Heterogeneous Multi-agent Collaboration in UAV-assisted Mobile Crowdsensing Networks
Xianyang Deng, Wenshuai Liu, Yaru FuB, Qi Zhu
TL;DR
The paper addresses joint optimization of time-slot partitioning, user-UAV association, bandwidth and computation resource allocation, and UAV trajectory in a multi-UAV mobile crowdsensing network. It formulates the problem as a non-convex stochastic optimization and reframes it as a partially observable Markov decision process (POMDP), solved via the CKAN-HAPPO MADRL framework that combines a CNN with a Kolmogorov-Arnold Network (KAN). A key innovation is the closed-form reduction of the user computation frequency and the hybrid CNN+KAN actor design with spline activations to model complex state-action dependencies efficiently.

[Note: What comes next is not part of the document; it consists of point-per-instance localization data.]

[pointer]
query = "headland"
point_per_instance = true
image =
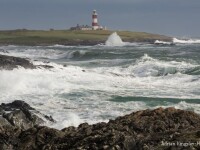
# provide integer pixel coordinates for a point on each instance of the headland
(72, 37)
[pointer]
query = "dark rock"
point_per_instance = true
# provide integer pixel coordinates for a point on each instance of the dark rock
(45, 66)
(10, 62)
(142, 130)
(3, 51)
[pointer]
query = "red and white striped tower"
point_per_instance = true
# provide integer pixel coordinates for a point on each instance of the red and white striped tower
(95, 25)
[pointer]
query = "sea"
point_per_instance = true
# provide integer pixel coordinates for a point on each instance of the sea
(98, 83)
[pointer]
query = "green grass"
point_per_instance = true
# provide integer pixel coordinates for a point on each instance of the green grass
(68, 37)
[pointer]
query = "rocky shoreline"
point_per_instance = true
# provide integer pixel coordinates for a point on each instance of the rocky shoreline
(11, 62)
(21, 128)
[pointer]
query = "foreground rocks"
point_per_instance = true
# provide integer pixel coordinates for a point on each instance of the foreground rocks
(16, 117)
(158, 129)
(11, 62)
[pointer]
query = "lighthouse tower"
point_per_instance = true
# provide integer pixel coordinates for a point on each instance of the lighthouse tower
(95, 25)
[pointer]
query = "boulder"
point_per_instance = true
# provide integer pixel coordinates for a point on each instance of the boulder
(142, 130)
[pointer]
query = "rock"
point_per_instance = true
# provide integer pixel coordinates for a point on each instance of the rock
(146, 129)
(3, 51)
(19, 114)
(10, 62)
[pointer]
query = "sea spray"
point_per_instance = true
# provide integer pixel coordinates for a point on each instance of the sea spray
(188, 41)
(114, 40)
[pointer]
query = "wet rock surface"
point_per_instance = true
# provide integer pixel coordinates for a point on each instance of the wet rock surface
(157, 129)
(11, 62)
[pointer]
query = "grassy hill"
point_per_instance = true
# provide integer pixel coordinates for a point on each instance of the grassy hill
(68, 37)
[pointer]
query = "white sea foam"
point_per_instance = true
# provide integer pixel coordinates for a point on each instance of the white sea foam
(162, 42)
(74, 94)
(189, 41)
(114, 40)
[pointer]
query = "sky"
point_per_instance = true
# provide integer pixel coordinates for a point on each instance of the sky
(169, 17)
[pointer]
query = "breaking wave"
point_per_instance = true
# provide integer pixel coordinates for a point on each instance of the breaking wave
(158, 42)
(114, 40)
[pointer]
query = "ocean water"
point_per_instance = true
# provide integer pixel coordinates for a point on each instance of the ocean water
(97, 83)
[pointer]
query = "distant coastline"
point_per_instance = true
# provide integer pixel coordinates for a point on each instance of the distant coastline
(69, 37)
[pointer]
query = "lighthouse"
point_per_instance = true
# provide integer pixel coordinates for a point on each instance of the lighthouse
(95, 25)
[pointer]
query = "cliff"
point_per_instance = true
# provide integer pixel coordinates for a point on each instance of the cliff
(68, 37)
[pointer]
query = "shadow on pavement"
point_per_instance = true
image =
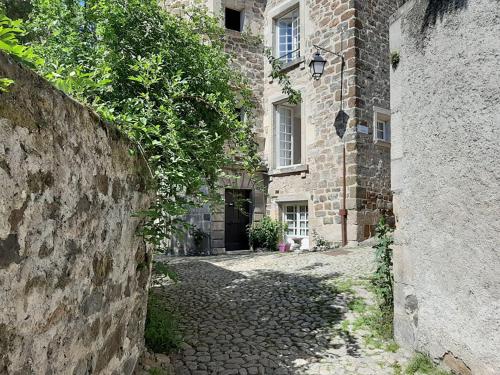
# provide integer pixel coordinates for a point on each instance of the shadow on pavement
(267, 322)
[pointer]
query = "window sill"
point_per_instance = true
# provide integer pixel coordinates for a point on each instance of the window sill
(382, 143)
(289, 170)
(298, 62)
(293, 64)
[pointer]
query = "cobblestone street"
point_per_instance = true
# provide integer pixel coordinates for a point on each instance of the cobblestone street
(272, 314)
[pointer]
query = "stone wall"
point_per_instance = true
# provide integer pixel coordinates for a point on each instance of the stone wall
(73, 273)
(445, 98)
(359, 30)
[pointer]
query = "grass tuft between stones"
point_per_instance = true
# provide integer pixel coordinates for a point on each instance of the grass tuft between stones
(161, 332)
(422, 365)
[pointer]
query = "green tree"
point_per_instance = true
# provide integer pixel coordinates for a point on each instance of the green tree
(10, 32)
(166, 82)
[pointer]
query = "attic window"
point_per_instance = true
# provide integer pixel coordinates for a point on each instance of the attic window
(234, 19)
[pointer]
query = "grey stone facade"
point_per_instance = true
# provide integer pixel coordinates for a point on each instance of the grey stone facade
(359, 30)
(445, 99)
(73, 273)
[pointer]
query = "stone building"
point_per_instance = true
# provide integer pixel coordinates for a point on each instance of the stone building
(299, 143)
(445, 100)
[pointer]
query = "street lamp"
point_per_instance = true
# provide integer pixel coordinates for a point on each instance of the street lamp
(317, 67)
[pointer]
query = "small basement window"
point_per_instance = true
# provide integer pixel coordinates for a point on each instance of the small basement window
(234, 19)
(382, 126)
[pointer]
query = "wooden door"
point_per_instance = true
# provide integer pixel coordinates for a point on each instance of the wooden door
(237, 216)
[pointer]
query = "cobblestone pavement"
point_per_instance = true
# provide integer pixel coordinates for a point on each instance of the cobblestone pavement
(272, 314)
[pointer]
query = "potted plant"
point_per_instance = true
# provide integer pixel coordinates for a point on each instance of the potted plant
(282, 246)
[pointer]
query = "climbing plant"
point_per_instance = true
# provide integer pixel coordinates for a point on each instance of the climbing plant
(383, 279)
(164, 80)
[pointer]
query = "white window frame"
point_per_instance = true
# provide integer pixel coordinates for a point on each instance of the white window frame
(280, 134)
(291, 53)
(381, 125)
(295, 230)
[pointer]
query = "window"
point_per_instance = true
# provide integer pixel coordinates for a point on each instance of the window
(297, 218)
(288, 135)
(382, 126)
(288, 36)
(234, 19)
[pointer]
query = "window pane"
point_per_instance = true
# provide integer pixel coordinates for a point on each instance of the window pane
(288, 36)
(296, 218)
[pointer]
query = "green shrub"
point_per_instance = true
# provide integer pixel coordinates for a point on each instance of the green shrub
(161, 331)
(422, 364)
(383, 279)
(321, 243)
(266, 233)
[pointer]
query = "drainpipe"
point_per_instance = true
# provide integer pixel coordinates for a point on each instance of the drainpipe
(343, 211)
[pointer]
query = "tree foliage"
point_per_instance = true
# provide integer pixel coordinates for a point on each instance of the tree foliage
(10, 32)
(166, 82)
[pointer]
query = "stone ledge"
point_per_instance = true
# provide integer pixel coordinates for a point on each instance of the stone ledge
(289, 170)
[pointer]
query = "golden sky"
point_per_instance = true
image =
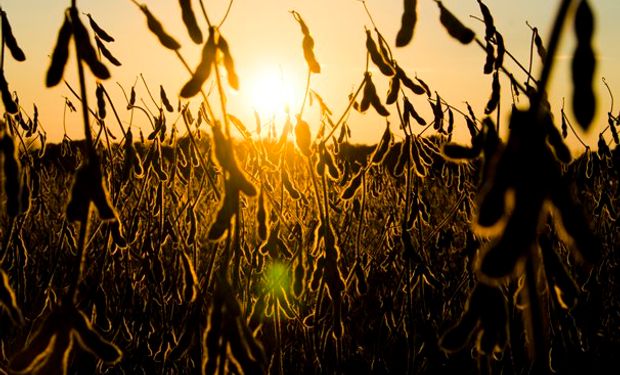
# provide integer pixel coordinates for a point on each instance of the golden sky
(265, 41)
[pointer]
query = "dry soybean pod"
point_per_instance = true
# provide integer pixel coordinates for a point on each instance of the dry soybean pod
(106, 52)
(9, 39)
(164, 99)
(9, 104)
(377, 58)
(101, 33)
(85, 48)
(100, 101)
(408, 22)
(583, 65)
(393, 91)
(495, 95)
(454, 27)
(189, 19)
(229, 63)
(156, 28)
(488, 21)
(192, 87)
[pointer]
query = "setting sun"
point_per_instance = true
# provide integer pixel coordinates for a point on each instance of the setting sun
(272, 94)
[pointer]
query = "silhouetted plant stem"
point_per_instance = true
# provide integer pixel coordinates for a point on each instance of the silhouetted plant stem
(346, 111)
(81, 257)
(552, 48)
(307, 91)
(536, 326)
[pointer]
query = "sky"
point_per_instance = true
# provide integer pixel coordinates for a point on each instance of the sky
(265, 42)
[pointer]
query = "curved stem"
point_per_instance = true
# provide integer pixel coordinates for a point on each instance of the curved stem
(346, 111)
(307, 92)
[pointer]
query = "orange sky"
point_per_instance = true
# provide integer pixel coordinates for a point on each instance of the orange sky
(264, 37)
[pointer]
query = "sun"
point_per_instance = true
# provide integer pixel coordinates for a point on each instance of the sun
(272, 95)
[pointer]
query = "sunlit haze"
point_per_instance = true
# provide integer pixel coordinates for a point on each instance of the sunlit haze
(265, 41)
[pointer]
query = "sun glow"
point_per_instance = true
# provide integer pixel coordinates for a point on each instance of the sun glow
(272, 95)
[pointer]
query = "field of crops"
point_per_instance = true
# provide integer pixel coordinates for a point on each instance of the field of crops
(186, 249)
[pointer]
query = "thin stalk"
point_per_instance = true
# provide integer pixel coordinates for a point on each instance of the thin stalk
(346, 111)
(307, 92)
(539, 350)
(554, 43)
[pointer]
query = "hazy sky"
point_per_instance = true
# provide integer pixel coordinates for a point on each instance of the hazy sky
(265, 41)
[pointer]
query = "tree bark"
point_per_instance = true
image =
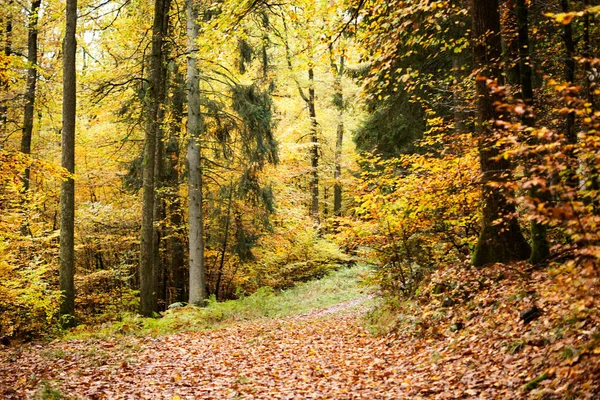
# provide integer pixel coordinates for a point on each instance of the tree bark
(148, 268)
(7, 52)
(314, 148)
(339, 141)
(569, 71)
(195, 127)
(67, 188)
(540, 249)
(31, 86)
(498, 242)
(175, 246)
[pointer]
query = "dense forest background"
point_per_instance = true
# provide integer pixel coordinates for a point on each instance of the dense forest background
(161, 152)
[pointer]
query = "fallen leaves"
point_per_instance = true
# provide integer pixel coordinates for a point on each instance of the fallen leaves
(329, 354)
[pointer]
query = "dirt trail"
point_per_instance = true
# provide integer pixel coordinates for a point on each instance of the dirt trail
(322, 354)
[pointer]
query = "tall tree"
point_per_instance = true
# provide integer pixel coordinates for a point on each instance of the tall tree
(569, 70)
(540, 249)
(338, 100)
(32, 50)
(67, 188)
(314, 141)
(148, 268)
(7, 48)
(195, 127)
(498, 242)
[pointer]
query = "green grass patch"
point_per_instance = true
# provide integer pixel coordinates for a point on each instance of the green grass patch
(338, 286)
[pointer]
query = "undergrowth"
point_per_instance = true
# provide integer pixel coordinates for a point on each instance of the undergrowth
(338, 286)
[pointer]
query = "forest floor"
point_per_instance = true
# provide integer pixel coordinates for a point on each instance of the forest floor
(330, 353)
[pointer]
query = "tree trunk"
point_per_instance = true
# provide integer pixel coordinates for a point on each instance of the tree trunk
(67, 188)
(175, 246)
(338, 99)
(225, 240)
(569, 71)
(7, 52)
(195, 127)
(314, 148)
(498, 242)
(148, 269)
(540, 249)
(30, 92)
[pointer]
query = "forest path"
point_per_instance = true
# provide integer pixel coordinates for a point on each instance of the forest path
(327, 353)
(322, 354)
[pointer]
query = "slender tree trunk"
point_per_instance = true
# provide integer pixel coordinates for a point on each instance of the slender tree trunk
(175, 246)
(569, 71)
(540, 249)
(67, 188)
(148, 268)
(498, 242)
(339, 141)
(7, 51)
(265, 45)
(314, 149)
(225, 240)
(587, 54)
(195, 127)
(30, 92)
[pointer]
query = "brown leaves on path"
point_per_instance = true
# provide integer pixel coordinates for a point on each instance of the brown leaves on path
(326, 354)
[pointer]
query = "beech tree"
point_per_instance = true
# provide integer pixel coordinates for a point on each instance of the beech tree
(67, 189)
(197, 289)
(498, 242)
(32, 50)
(154, 98)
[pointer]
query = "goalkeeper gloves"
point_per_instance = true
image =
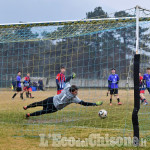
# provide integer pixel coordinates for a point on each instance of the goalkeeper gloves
(99, 103)
(73, 75)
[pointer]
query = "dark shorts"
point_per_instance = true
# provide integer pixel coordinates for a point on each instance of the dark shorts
(18, 89)
(113, 91)
(148, 90)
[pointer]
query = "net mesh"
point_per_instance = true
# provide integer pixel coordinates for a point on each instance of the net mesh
(90, 48)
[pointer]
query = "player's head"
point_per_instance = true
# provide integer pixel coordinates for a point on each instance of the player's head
(19, 73)
(62, 69)
(28, 74)
(148, 70)
(113, 70)
(74, 90)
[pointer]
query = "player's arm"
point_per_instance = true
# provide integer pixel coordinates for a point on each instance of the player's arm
(144, 80)
(109, 81)
(81, 102)
(70, 77)
(18, 80)
(57, 80)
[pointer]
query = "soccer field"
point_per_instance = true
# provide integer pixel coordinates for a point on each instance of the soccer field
(73, 121)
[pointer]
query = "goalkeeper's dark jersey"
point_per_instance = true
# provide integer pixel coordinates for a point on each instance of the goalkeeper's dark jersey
(65, 98)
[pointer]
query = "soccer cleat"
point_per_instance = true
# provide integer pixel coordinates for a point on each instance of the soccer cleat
(142, 101)
(107, 94)
(99, 103)
(27, 115)
(146, 103)
(73, 75)
(25, 107)
(119, 103)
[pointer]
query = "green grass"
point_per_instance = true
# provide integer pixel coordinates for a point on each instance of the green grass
(73, 121)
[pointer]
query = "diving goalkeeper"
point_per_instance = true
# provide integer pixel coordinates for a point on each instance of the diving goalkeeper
(58, 102)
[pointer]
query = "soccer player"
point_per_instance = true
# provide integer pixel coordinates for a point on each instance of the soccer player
(27, 86)
(142, 90)
(108, 89)
(58, 102)
(61, 80)
(113, 81)
(146, 79)
(18, 85)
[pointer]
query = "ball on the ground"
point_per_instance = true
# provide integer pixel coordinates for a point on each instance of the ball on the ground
(102, 113)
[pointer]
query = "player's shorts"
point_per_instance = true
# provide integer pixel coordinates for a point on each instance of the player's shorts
(59, 91)
(148, 90)
(18, 89)
(109, 88)
(142, 90)
(26, 88)
(113, 91)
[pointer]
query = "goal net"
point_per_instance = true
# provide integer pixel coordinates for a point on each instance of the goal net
(90, 48)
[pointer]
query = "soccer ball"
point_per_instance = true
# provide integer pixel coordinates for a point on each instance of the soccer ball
(102, 113)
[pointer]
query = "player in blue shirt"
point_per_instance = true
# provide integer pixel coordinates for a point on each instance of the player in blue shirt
(108, 89)
(146, 79)
(18, 86)
(113, 81)
(142, 90)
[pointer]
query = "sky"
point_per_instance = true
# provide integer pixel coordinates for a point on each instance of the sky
(13, 11)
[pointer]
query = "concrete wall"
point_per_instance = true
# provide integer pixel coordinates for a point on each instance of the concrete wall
(87, 83)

Numerical results show CKAN-HAPPO outperforms CNN-HAPPO and MLP-HAPPO baselines, with data processing increasing as more UAVs are deployed but experiencing diminishing returns due to bandwidth limits, indicating practical gains for UAV-assisted MCS.
Abstract
Unmanned aerial vehicles (UAVs)-assisted mobile crowdsensing (MCS) has emerged as a promising paradigm for data collection. However, challenges such as spectrum scarcity, device heterogeneity, and user mobility hinder efficient coordination of sensing, communication, and computation. To tackle these issues, we propose a joint optimization framework that integrates time slot partition for sensing, communication, and computation phases, resource allocation, and UAV 3D trajectory planning, aiming to maximize the amount of processed sensing data. The problem is formulated as a non-convex stochastic optimization and further modeled as a partially observable Markov decision process (POMDP) that can be solved by multi-agent deep reinforcement learning (MADRL) algorithm. To overcome the limitations of conventional multi-layer perceptron (MLP) networks, we design a novel MADRL algorithm with hybrid actor network. The newly developed method is based on heterogeneous agent proximal policy optimization (HAPPO), empowered by convolutional neural networks (CNN) for feature extraction and Kolmogorov-Arnold networks (KAN) to capture structured state-action dependencies. Extensive numerical results demonstrate that our proposed method achieves significant improvements in the amount of processed sensing data when compared with other benchmarks.